Il laboratorio casalingo di Harald Rainer è circondato da innumerevoli sculture e oggetti in pietra. Le rocce, tutte provenienti dal letto del Rio Senales, sono state smussate e levigate dall’acqua del ghiacciaio. Harald le sceglie a istinto e a volte è convinto che siano le pietre stesse a proporsi.

“Spesso lavoro direttamente con i miei clienti. Scavando il terreno durante i lavori di ristrutturazione, ad esempio, non è raro che rivengano grossi pezzi di gneiss”, racconta Harald. Non riuscendo a trasportarli da solo, deve ricorrere all’aiuto di un contadino con il trattore. La pietra viene lavorata subito oppure diventa un elemento decorativo del giardino della Waldheim, in attesa che arrivi il momento giusto e soprattutto l’idea giusta per utilizzarla.

Nuova vita alla pietra

Dopo aver frequentato la scuola per marmisti a Wals-Siezenheim, vicino a Salisburgo, Harald Rainer ha mosso i primi passi in due laboratori specializzati a Merano, per poi fondare la propria impresa nel 2005. “La posa delle piastrelle è sicuramente un’importante fonte di reddito. Spesso durante i lavori i clienti mi propongono le loro idee, a cui poi diamo vita insieme”. Quando era ancora un apprendista realizzava diverse lapidi funerarie ma in Val Senales, dove la cultura del cimitero è completamente diversa, ha dovuto affrontare nuove sfide professionali.
”Nel 2016 mi è stata commissionata una lapide commemorativa a Monte Santa Caterina, e da lì in poi si sono susseguiti tanti progetti interessanti”, racconta Harald.

Nelle mani dello scalpellino

Irrimediabilmente lo sguardo mi cade sulle sue mani: se da un lato mi sembrano robuste, dall’altro mi ricordano sottili utensili in filigrana. “Spesso ho la sensazione di intravedere già la forma scolpita nella pietra, e più la lavoro, più è la pietra stessa a guidarmi con la sua personalità unica”, dice Harald.

Lo scalpellino mi mostra una piccola rimessa lì accanto, una sorta di mini-showroom in cui gli oggetti in pietra “made by Rainer” sono esposti con cura e amore. Uno gneiss è stato trasformato in un lavandino dal meraviglioso gioco di venature: questo pezzo esclusivo, in cui il rubinetto si inserisce armoniosamente, emana un’aura di puro lusso. Nelle più disparate lastre di ardesia sono state inserite piccole candele, bottiglie d’aceto, d’olio e di vino, oltre a resti di muschio e licheni. “I miei oggetti vogliono riportare la natura nello spazio domestico”, commenta Harald pieno d’orgoglio.

Per concludere, Harald mi mostra la casa in cui vive insieme agli altri quattro componenti della famiglia. È un tripudio di spazi luminosi e soffitti alti, creazioni in pietra e pavimenti con grandi piastrelle in pietra naturale posate dallo stesso Harald, mentre la parete dietro il divano è interamente ricoperta da un mosaico di piastrine ondulate color sabbia.
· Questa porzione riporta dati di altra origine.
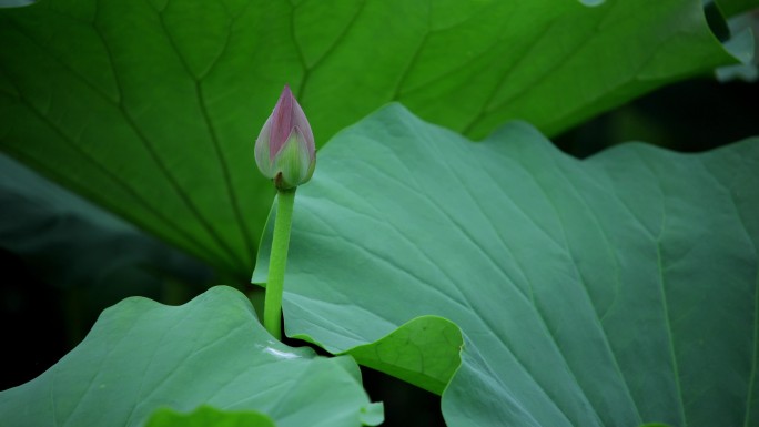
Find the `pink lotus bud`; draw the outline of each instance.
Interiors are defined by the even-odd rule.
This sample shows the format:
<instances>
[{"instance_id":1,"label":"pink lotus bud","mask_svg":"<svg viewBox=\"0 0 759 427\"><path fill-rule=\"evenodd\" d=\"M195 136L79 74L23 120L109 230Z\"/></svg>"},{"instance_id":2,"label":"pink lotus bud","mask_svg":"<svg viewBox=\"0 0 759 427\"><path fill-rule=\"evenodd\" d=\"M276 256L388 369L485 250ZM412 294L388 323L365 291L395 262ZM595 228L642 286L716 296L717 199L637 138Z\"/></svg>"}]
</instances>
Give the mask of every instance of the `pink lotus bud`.
<instances>
[{"instance_id":1,"label":"pink lotus bud","mask_svg":"<svg viewBox=\"0 0 759 427\"><path fill-rule=\"evenodd\" d=\"M314 134L287 85L255 140L255 163L277 190L296 187L314 174Z\"/></svg>"}]
</instances>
Sull’intonaco delle pareti spicca inoltre una meravigliosa opera in sabbia minerale realizzata da Hans Luis “Hansi” Platzgummer. Il fiore all’occhiello, però, è una doccia in pietra naturale che a ogni utilizzo regala la sensazione di trovarsi “come sotto a una cascata”. Sì, Harald Rainer ricerca l’essenza della natura in tutte le cose, soprattutto nelle sue pietre.